The OP has to realize that 'the system' is designed such that he's SUPPOSED to get the tough questions wrong. 

If he keeps showing up with 'perfects' -- the instructor is not impressed -- he's annoyed.

He (rightly) knows that the student has been 'cheating' via Internet forums.

The OP should realize that until recently all students were expected to figure things out with their own resources. 

This new trend is creating a MUCH dumber generation of talent.

The inability to divide by six -- in a microsecond -- in one's head -- is just one instance. 

All students should attempt to just shoot for getting 90% correct.

It's when you see your tests dropping down into the 70% zone that you should freak out.

When I was young, I was notorious for handing in perfect work. Trust me, I was hated for it.

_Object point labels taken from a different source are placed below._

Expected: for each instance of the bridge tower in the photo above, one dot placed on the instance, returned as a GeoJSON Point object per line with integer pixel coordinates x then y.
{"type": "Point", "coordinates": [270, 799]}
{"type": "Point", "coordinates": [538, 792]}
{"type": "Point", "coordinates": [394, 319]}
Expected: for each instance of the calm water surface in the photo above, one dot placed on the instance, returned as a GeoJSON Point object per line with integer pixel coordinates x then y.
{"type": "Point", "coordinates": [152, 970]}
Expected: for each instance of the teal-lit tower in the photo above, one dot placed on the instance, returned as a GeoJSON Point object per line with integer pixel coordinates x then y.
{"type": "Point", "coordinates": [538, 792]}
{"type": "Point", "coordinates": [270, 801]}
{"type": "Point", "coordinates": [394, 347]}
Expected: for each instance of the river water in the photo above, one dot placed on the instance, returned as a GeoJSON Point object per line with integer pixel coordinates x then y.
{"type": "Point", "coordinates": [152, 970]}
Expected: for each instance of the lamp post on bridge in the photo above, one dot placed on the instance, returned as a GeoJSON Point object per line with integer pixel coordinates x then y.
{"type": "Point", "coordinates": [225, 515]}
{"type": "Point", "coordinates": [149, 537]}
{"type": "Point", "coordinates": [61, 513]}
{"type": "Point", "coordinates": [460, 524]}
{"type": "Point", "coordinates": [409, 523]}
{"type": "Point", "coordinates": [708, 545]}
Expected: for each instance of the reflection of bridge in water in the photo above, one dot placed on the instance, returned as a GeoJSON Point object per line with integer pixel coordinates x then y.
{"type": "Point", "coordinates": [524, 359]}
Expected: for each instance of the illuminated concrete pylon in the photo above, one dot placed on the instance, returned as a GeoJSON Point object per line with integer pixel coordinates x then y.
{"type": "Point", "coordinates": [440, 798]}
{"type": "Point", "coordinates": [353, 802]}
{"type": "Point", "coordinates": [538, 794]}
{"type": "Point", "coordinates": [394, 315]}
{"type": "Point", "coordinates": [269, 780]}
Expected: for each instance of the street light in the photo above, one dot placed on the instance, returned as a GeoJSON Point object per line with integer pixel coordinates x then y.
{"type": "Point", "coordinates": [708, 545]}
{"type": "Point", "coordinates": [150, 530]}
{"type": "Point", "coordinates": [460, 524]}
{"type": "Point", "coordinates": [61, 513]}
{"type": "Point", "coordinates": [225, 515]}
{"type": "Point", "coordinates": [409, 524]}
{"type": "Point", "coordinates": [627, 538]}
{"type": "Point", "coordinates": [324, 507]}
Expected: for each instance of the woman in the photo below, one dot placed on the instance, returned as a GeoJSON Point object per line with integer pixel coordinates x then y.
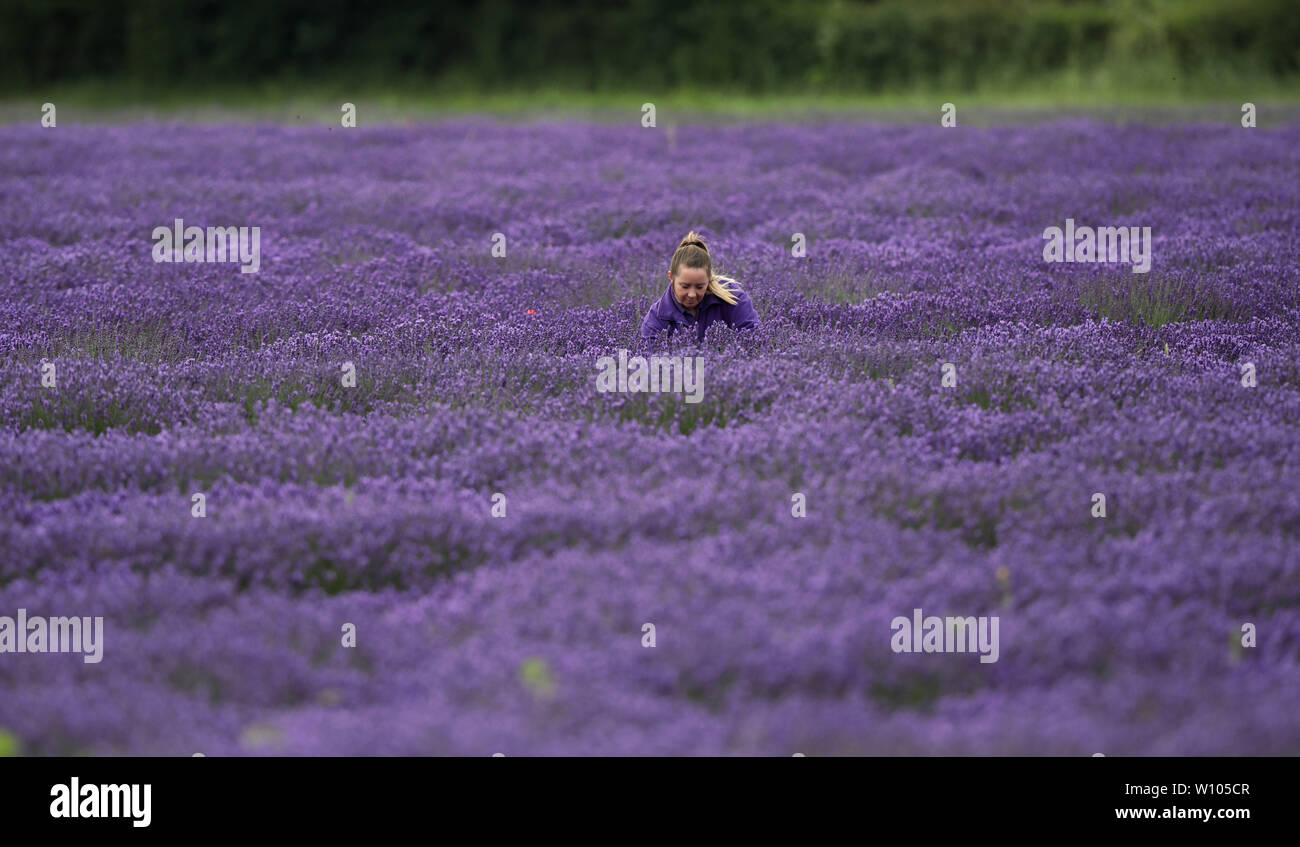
{"type": "Point", "coordinates": [697, 296]}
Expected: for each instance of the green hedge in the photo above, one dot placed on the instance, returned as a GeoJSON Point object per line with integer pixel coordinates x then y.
{"type": "Point", "coordinates": [758, 46]}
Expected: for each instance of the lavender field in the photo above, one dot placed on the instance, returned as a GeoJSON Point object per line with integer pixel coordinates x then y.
{"type": "Point", "coordinates": [475, 376]}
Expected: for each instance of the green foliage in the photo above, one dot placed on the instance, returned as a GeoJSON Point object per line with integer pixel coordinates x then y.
{"type": "Point", "coordinates": [758, 47]}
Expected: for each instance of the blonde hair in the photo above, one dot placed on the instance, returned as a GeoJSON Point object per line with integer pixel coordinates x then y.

Don't follow my bad example.


----------



## NH603 (Jan 21, 2018)

Not trying to cheat just looking for some help. I don’t even need an answer just looking to see if someone can correct my work and point me in the right direction as I feel I have tried everything I can (clearly not because I haven’t got the correct answer). Not going to just guess either and just circle C. I need to show all my work or the credit isn’t given.


----------